Your second question is:-
In what sense can you posit completion of all the steps if it does not include the crossing of the point that signifies completion?
The passage you quoted does suggest there is another sense of "complete". I think it is this:-
On the other hand, “complete” can refer to carrying out every step in the task, which certainly does occur in Zeno’s Dichotomy.
Working out what this means in the SEP article is not easy, but I'm pretty sure that it is referring to the demonstration (long after Zeno) that a convergent series of this kind does have a sum, on which the series converges. Clearly, this solution has not convinced many other philosophers and mathematicians. The problem is that "converge" does not mean "reach" or "complete". The so-called "sum" is a limit, which the series can approach, but not reach.
Even if one accepts this solution, it is surely clear that the series cannot pass its limit and that is what is implied by your phrase "crossing the point that signifies completion". Yet we know that Achilles can not only reach the finishing lime, sobut pass beyond it. So the solution is, to coin a phrase, not complete.

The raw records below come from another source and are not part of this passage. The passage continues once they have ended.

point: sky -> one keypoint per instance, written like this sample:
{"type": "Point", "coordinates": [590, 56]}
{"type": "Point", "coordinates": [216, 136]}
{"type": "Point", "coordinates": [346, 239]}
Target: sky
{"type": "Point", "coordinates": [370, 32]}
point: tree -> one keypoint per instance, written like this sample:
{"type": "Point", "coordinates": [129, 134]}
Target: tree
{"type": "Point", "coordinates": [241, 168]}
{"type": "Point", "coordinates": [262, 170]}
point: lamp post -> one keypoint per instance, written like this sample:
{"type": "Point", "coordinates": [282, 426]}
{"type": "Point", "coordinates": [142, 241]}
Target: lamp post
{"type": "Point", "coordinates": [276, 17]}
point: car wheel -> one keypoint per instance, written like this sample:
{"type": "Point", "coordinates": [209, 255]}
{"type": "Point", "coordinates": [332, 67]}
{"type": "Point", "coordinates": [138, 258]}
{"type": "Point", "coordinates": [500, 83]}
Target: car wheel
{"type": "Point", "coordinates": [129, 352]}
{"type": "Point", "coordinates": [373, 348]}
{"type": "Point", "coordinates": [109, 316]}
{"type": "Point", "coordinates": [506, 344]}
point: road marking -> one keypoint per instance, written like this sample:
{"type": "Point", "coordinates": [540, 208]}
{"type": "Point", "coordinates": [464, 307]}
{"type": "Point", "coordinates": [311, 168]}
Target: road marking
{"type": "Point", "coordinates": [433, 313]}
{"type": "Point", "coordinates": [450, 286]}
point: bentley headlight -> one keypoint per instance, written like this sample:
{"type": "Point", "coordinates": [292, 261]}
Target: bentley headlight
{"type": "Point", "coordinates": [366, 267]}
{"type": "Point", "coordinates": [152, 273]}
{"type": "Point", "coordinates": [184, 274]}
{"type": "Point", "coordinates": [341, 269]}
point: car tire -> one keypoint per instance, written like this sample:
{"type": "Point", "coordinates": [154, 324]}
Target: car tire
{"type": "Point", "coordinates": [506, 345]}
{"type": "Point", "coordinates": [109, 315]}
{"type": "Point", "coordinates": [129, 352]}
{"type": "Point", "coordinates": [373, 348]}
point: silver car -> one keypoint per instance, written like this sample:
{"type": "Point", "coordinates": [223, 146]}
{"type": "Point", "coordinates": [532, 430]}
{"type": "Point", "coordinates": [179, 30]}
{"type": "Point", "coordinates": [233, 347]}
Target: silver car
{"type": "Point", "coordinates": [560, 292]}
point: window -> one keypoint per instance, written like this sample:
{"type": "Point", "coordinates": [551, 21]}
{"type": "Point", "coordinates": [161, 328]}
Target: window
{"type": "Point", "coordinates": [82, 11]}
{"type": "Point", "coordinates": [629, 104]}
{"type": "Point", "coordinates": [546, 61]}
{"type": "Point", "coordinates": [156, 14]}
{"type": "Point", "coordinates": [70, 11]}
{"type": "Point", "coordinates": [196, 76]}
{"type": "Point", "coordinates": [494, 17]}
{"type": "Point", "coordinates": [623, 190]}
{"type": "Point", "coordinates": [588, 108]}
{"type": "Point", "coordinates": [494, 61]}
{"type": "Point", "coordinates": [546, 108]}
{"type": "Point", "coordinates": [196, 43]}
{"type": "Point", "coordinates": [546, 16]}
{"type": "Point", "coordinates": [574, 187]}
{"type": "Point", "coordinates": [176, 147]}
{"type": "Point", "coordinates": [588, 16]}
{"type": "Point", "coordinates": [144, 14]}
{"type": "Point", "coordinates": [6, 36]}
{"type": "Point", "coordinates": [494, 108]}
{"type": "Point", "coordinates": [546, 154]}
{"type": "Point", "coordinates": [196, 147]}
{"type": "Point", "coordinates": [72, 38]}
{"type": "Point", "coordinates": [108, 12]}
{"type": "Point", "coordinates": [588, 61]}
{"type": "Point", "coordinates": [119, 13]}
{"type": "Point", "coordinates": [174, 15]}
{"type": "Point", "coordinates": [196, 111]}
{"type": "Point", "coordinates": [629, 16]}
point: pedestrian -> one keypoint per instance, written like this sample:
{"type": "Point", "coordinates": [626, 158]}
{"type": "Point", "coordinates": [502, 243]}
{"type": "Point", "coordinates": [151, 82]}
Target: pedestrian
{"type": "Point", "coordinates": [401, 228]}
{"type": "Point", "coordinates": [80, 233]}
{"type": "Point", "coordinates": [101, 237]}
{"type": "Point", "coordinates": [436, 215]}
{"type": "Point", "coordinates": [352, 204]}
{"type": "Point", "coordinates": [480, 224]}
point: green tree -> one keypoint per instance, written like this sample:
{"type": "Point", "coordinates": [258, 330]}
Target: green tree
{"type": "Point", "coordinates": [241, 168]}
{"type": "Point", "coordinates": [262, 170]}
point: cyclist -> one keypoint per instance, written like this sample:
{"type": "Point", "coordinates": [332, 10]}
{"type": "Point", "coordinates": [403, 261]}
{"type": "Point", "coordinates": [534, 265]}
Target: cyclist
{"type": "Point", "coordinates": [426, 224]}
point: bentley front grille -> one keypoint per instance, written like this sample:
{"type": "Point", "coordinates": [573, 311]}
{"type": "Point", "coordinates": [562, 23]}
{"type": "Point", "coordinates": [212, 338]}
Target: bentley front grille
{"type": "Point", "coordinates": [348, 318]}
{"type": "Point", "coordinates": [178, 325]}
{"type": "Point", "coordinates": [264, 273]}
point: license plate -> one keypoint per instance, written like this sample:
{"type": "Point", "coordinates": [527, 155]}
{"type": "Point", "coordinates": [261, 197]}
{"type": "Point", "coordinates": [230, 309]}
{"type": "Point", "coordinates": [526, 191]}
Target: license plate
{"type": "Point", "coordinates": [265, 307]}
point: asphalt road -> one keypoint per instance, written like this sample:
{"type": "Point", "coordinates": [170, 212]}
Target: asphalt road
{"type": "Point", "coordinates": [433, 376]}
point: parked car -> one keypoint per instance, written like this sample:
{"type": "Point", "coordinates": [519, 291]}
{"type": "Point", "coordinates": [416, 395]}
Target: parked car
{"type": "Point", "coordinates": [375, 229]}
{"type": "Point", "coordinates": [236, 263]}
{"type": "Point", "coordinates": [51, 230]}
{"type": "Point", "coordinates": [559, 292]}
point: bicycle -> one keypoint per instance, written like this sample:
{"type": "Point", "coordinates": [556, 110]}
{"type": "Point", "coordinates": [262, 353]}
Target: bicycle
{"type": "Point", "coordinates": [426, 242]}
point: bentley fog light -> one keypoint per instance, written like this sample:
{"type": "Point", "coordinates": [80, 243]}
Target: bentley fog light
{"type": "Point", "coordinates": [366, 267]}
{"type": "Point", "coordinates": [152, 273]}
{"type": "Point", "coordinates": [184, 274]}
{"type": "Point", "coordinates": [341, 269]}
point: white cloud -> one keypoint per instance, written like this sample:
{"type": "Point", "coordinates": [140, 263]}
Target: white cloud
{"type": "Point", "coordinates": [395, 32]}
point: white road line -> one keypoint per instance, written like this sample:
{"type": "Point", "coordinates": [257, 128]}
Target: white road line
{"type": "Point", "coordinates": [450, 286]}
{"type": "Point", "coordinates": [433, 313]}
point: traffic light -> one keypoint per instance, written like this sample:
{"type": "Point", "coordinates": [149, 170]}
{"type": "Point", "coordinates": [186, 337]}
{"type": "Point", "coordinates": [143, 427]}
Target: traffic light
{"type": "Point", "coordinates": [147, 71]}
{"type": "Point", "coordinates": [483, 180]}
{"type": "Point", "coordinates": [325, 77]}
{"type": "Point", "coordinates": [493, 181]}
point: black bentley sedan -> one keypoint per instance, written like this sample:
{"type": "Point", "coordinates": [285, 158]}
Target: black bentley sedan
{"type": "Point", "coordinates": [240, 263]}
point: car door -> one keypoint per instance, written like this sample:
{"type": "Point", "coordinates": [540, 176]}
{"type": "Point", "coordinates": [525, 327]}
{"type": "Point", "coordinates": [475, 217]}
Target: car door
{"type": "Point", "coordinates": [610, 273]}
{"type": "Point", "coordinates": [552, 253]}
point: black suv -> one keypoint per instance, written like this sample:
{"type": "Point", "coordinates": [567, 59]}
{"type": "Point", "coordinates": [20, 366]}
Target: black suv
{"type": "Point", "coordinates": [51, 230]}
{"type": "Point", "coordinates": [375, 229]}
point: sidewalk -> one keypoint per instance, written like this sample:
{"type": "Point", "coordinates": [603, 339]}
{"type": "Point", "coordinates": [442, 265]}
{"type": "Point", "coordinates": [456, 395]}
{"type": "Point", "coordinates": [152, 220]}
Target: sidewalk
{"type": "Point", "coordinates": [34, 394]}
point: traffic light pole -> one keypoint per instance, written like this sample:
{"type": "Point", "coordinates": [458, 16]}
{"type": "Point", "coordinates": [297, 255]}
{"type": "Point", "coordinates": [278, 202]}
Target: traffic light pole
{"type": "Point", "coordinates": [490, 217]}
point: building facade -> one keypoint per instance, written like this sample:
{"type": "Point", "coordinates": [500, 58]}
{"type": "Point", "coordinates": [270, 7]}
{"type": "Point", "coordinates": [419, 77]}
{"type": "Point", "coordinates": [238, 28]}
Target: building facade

What is hard to grasp here is that one can complete every step in the series, but it does not follow that one can complete all the steps. Each step is defined with perfect clarity and can therefore be completed. So any finite number of steps can be completed. But it does not follow that all the steps can be completed.
In any case, the SEP article explains another version of this problem:-
In this description of the Achilles race, we imagine winding time backwards and viewing Achilles getting ever-closer to the starting line (Figure 1.1.2).
There is no initial step in this task, so Achilles not only cannot complete his race, but cannot even start it.
Even if one accepts the sum of a convergent series as a solution, supertasks have been devised which evade it. Indeed, the SEP article goes on to consider a number of variants, each of which evades one or other possible solution. This does suggest that the sum of a convergent series does not get to the heart of the problem.